Kondisi ini menunjukkan,  aksi mitigasi perubahan iklim pun tidak lepas dari upaya komodifikasi. Krisis iklim yang saat ini terjadi justru dimanfaatkan untuk perdagangan dan menguntungkan perusahaan-perusahaan dengan emisi tinggi.

“Ini menjadi pertarungan teman-teman CSO (masyarakat sipil). Karena kita berusaha menghentikan para negosiator dari perusahaan itu di forum-forum internasional seperti COP28 ini.”

Senada diucapkan Iqbal Damanik,  Juru Kampanye Hutan Greenpeace Indonesia, juga saat ini berada di Dubai. Dia bilang, pendekatan insentif karbon offset  dengan mekanisme non-market.
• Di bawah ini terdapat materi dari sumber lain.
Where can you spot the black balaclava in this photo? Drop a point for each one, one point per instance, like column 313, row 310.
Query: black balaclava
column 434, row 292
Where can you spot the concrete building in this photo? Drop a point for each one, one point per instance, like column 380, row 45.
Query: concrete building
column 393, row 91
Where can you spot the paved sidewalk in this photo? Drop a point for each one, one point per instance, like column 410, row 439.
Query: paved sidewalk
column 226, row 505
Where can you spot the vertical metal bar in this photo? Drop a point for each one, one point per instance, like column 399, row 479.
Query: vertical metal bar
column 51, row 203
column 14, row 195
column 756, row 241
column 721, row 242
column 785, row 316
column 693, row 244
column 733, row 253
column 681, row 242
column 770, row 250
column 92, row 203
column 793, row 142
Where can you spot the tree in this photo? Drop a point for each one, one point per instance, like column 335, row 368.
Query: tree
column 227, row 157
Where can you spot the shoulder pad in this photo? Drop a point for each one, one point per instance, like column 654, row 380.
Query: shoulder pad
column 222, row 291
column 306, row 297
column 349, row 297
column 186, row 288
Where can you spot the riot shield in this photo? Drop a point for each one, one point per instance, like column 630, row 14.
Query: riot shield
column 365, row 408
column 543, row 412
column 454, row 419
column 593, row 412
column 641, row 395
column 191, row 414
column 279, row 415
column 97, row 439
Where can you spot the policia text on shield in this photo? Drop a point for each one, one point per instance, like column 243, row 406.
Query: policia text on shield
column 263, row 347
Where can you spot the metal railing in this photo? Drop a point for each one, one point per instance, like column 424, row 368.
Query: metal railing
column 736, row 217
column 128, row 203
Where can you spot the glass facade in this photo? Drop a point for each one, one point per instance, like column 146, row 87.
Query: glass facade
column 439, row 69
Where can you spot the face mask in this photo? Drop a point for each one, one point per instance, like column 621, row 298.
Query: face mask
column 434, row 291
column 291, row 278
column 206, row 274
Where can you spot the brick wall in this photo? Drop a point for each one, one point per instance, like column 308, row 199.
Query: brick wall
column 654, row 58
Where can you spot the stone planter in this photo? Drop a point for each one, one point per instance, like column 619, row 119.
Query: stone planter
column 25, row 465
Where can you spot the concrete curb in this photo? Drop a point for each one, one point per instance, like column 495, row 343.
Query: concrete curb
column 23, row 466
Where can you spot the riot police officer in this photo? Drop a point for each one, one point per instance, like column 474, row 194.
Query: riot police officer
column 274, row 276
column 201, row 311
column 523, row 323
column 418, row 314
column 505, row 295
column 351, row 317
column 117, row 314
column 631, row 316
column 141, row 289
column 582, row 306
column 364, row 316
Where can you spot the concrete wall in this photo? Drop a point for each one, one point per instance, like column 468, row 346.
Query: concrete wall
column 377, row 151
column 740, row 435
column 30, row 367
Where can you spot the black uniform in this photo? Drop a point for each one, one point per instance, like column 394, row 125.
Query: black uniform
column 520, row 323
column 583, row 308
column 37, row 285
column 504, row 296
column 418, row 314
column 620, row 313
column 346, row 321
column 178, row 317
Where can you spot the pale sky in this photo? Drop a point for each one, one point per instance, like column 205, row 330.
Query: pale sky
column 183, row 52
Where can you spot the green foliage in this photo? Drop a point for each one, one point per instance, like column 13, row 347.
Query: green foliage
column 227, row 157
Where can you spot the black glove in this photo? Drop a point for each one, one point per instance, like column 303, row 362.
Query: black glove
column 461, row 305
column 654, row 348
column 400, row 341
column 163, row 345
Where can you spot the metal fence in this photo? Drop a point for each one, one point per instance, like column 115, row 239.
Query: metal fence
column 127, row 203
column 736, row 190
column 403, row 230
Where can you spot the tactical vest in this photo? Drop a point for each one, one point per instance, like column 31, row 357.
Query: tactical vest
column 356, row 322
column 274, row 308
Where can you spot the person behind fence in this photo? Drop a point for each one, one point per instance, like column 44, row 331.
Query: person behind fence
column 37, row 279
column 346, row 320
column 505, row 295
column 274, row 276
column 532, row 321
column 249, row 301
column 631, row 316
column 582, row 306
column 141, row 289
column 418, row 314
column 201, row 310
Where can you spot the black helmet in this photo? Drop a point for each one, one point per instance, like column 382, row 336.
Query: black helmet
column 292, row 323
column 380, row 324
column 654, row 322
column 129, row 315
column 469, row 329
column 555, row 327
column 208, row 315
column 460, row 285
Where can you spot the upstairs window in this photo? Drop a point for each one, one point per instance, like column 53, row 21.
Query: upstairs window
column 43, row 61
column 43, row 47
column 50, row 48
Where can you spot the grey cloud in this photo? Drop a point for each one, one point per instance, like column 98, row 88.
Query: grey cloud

Pendekatan ini, katanya,  bisa jalan asalkan perlindungan terhadap hutan dan membangun kemampuan masyarakat adat yang tinggal di sekitar hutan.

Perusahaan dan negara penghasil emisi, katanya, bisa memberi insentif, tetapi tidak boleh mengambil hak untuk berpolusi dari hutan yang dijaga masyarakat.

“Greenpeace dan teman-teman CSO lain selalu berada dalam posisi menolak offseting dan carbon maket mechanism.”

 

Tambang nikel di sejumlah wilayah di Pulau Sulawesi berdampak pada deforestasi dan terampasnya ruang hidup petani, nelayan dan masyarakat adat. Foto: WALHI.

 

OPEC hutan hujan

Menurut Iqbal, Indonesia bisa berperan mendorong mekanisme non pasar (non-market mechanism) dalam insentif karbon lewat kerjasama dengan Brazil dan Kongo. Kolaborasi negara dengan hutan hujan yang luas ini bisa memaksa negara maju dan perusahaan untuk bertindak serius dalam mengantisipasi dan penanganan perubahan iklim maupun memberikan pendanaan untuk menjaga hutan tersisa.

Kerjasama tiga negara ini sebenarnya sudah lama disuarakan. Presiden Brazil, Luiz Inácio Lula da Silva sempat menggulirkan wacana pembentukan OPEC Hutan Hujan dan membentuk carbon fund untuk mendanai perlindungan hutan.

Sayangnya, belum ada kejelasan soal pembentukan organisasi ini. Indonesia pun sebut Iqbal tak datang ke Three Basins Summit yang khusus membahas kerjasama ini, yang dihelat di Kongo, 26-28 Oktober lalu.

Indikasi ini, katanya, menunjukkan lemahnya komitmen Indonesia dalam perlindungan hutan. Apalagi, masih ada kuota deforestasi yang masuk dalam dokumen forest and other land use  (FoLU) Net Sink 2030.

“Brazil sudah clear mau nol deforestasi. Indonesia tidak berani. Tidak ikut pembahasan terkait OPEC Hutan Hujan ini menunjukkan kalau Indonesia tidak clear dalam upaya perlindungan hutan.”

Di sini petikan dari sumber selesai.